Pahlawan yang satu ini mungkin hanya sedikit orang yang mengenalnya, tetapi beliau juga salah satu pahlawan yang memiliki peran penting dalam sejarah bangsa Indonesia, terutama dalam militer Indonesia. Namanya bahkan baru marak diperbincangkan saat setelah TNI bersikeras memberi nama kapal perang barunya, “KRI Usman Harun” bersamaan dengan nama Usman Tohir.
Seperti dikutip dari buku "Pahlawan-Pahlawan Bangsa yang Terlupakan" karangan Johan Prasetya, Usman Janatin lahir pada Minggu Kliwon tanggal 18 Maret 1943, tepat di desa Tawangsari, kelurahan Jatisaba, kabupaten Purbalingga, saat Jepang masih menduduki Indonesia. Ia putra dari pasangan H. Muhammad Ali dan Rukiah. Ayah Usman Janatin selalu menekankan kepada anak-anaknya agar menjadikan agama sebagai landasan hidup. Begitu pula dalam pendidikan, ia sangat menekankan pentingnya pendidikan agama.

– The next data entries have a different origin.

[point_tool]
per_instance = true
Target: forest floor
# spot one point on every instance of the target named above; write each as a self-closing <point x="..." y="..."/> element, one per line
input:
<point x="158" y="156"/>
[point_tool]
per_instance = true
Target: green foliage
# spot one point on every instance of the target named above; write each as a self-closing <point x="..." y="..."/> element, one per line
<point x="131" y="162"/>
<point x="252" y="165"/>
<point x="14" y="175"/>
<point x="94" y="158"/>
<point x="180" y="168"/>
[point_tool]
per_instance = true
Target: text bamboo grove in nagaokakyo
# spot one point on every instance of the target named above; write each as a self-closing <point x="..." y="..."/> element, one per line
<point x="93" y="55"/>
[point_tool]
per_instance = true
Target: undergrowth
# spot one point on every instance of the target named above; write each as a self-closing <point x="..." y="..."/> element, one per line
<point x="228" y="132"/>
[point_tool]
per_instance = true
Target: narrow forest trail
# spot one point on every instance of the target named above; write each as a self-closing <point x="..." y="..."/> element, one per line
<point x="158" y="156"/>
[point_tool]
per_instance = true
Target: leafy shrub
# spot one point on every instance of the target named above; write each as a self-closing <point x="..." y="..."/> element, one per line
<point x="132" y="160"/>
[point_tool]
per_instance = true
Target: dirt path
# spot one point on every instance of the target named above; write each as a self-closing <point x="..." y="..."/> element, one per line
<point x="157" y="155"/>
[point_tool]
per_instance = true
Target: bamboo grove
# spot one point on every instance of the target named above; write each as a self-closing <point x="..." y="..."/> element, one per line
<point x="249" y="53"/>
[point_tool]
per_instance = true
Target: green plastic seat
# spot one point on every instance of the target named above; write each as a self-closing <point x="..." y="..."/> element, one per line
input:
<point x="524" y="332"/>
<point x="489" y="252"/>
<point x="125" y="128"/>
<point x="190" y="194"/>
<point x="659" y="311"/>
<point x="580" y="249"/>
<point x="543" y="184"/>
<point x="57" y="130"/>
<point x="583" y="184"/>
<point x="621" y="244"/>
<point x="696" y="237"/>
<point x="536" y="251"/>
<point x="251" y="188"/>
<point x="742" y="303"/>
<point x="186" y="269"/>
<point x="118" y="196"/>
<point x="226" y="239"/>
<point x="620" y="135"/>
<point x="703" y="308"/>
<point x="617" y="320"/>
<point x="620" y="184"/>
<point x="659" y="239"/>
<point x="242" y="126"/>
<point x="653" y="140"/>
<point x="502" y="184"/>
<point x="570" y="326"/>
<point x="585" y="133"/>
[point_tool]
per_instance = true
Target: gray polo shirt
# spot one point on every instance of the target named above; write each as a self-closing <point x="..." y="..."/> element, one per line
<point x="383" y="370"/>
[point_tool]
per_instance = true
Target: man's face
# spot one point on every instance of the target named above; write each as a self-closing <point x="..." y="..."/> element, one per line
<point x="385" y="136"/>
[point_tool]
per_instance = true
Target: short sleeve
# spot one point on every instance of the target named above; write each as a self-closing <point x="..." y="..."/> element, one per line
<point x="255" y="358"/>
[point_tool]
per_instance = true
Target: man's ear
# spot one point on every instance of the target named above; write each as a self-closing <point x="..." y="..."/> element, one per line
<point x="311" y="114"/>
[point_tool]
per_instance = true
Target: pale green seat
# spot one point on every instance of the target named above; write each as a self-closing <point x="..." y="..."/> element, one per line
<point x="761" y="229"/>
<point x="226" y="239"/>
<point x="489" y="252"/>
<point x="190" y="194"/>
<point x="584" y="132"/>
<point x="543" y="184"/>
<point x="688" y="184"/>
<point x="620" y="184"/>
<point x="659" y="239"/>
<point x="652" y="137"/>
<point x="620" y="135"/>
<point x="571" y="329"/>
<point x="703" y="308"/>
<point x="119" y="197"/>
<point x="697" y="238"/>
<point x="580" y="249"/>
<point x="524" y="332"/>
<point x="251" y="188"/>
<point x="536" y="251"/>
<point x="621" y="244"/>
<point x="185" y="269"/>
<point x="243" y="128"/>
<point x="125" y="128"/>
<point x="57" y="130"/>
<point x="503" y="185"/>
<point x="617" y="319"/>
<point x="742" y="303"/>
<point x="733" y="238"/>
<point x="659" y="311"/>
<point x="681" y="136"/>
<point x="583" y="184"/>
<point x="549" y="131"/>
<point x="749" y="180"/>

Hal itu dilakukan oleh ayah Usman Janatin tak lain agar anaknya dapat menjadi manusia yang dapat berguna bagi nusa dan bangsa, serta dapat membalas jasa orang tua. Sehingga tidak heran jika anak-anaknya mampu mendapatkan pengetahuan agama dan membaca al-quran dengan baik.
Setelah tamat dari sekolah dasar, Usman Janatin melanjutkan pendidikannya ke SMP Budi Bhakti kota Purbalingga. Sekolah tersebut mendapatkan simpati dari kalangan masyarakat Purbalingga karena prestasinya sejajar dengan sekolah negeri.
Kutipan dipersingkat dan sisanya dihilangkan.